Jamais uma atitude de superioridade, nem de submissão psicológica, nem
de insegurança. S. Francisco de Sales não era alguém que, com seus modos de
viver e agir, estando continuamente em contato com as pessoas e seus problemas,
muitos e inéditos, copiasse dos outros os seus modos de viver e agir. Ele tinha
uma personalidade nada frágil. Distinguiu-se sempre pelo modo de ser dinâmico
e capaz de equilíbrio interior. É o exemplo de uma personalidade propensa a
seguir ao mesmo tempo os sonhos e a realidade da vida concreta; uma personali-
dade atenta à verdade cujo autor é Deus-Amor; uma personalidade atenta ao bem
espiritual do próximo.
S. Vicente de Paulo, em sua deposição no processo de beatificação de S.

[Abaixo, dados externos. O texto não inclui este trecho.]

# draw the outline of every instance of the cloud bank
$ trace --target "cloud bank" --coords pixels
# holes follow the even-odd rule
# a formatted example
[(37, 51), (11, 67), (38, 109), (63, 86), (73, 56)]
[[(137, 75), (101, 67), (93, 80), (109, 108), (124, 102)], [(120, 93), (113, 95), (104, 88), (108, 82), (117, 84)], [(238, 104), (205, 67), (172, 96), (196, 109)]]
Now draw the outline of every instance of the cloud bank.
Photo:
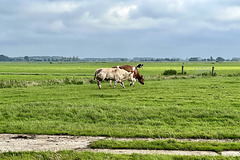
[(9, 56), (236, 57), (235, 0), (2, 0)]

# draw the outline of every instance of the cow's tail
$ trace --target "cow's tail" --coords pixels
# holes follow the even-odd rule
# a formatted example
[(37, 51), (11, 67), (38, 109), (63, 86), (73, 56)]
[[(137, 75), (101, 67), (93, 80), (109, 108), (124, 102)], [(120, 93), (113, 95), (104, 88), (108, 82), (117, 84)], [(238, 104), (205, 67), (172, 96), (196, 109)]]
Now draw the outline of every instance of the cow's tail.
[(93, 78), (93, 80), (95, 80), (96, 79), (96, 75), (99, 73), (99, 72), (101, 72), (102, 71), (102, 69), (98, 69), (98, 70), (96, 70), (95, 71), (95, 75), (94, 75), (94, 78)]
[(143, 64), (137, 64), (137, 68), (142, 68), (143, 69)]

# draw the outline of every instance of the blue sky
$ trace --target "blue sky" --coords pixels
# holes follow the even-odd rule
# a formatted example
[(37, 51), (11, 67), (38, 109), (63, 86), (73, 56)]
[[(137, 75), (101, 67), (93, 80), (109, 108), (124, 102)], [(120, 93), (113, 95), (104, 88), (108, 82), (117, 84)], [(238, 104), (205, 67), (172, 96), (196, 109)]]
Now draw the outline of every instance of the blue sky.
[(0, 54), (240, 57), (239, 0), (1, 0)]

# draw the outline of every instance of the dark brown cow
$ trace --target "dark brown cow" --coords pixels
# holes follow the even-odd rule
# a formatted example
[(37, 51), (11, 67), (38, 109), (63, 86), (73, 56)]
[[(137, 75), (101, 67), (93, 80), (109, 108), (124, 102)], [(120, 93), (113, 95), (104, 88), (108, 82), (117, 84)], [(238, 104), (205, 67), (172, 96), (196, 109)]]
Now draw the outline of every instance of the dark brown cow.
[[(120, 69), (124, 69), (124, 70), (126, 70), (128, 72), (134, 73), (133, 74), (133, 82), (130, 83), (130, 86), (132, 86), (136, 82), (136, 79), (138, 79), (138, 82), (140, 82), (141, 84), (144, 84), (143, 76), (139, 74), (137, 67), (134, 67), (134, 66), (131, 66), (131, 65), (122, 65), (122, 66), (114, 66), (112, 68), (120, 68)], [(112, 81), (110, 81), (110, 85), (109, 86), (112, 86)]]

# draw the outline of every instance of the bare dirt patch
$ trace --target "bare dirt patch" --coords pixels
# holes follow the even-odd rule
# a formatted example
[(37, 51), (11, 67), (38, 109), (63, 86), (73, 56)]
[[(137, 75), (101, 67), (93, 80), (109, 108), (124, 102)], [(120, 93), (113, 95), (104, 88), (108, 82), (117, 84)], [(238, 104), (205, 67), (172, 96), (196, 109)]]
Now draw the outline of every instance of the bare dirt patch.
[[(101, 139), (114, 139), (119, 141), (131, 140), (157, 140), (152, 138), (108, 138), (90, 136), (65, 136), (65, 135), (27, 135), (27, 134), (0, 134), (0, 153), (19, 151), (59, 151), (76, 150), (91, 152), (106, 152), (114, 154), (168, 154), (168, 155), (219, 155), (212, 151), (167, 151), (167, 150), (134, 150), (134, 149), (90, 149), (89, 145)], [(180, 141), (220, 141), (232, 142), (236, 140), (202, 140), (202, 139), (177, 139)], [(239, 140), (238, 140), (239, 141)], [(224, 156), (240, 156), (239, 151), (224, 151)]]

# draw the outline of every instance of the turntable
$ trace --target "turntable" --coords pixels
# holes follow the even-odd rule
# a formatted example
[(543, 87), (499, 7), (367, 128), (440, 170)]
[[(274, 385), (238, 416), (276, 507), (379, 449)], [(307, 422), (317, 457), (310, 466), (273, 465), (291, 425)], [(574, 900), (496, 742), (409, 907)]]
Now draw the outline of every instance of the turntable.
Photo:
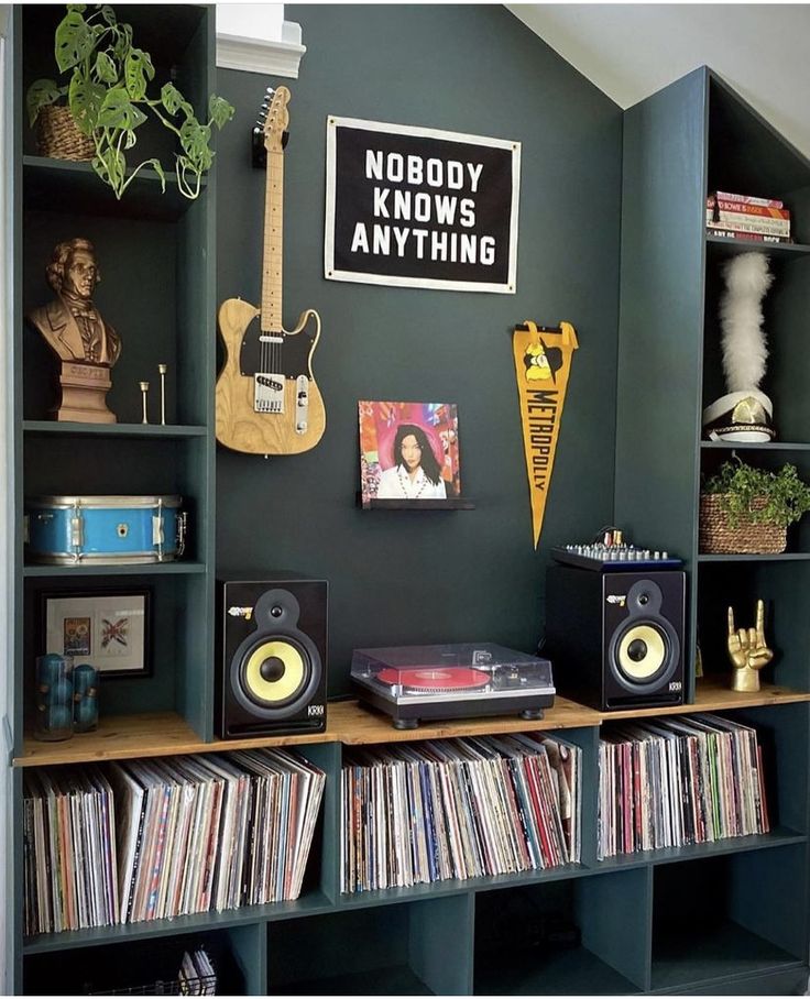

Francisco de Sales, disse:
“Repassando no meu espírito as palavras do Servo de Deus, experimentei tal
admiração que era levado a ver nele o homem que melhor reproduziu o Filho
de Deus vivo na terra. Aquilo que potenciava a minha admiração era ver um
personagem tão grande e tão considerado como ele, ocupado nos negócios mais
difíceis de que obrigatoriamente devia ocupar-se, estar disposto a entregar-se, e
por longo tempo, a todas as pessoas, sem se preocupar com suas condições hu-
mildes, não economizando nenhum esforço enquanto não as tivesse satisfeito,
porque ele respeitava a tal ponto a paz e a tranquilidade da alma”.126
126 Roger Devos (ed.), Saint François de Sales par Les Témoins de sa vie. Textes extraits des Procès
de béatification choisis et présentés par…, Gardet Éditeur Annecy 1967, 263-264.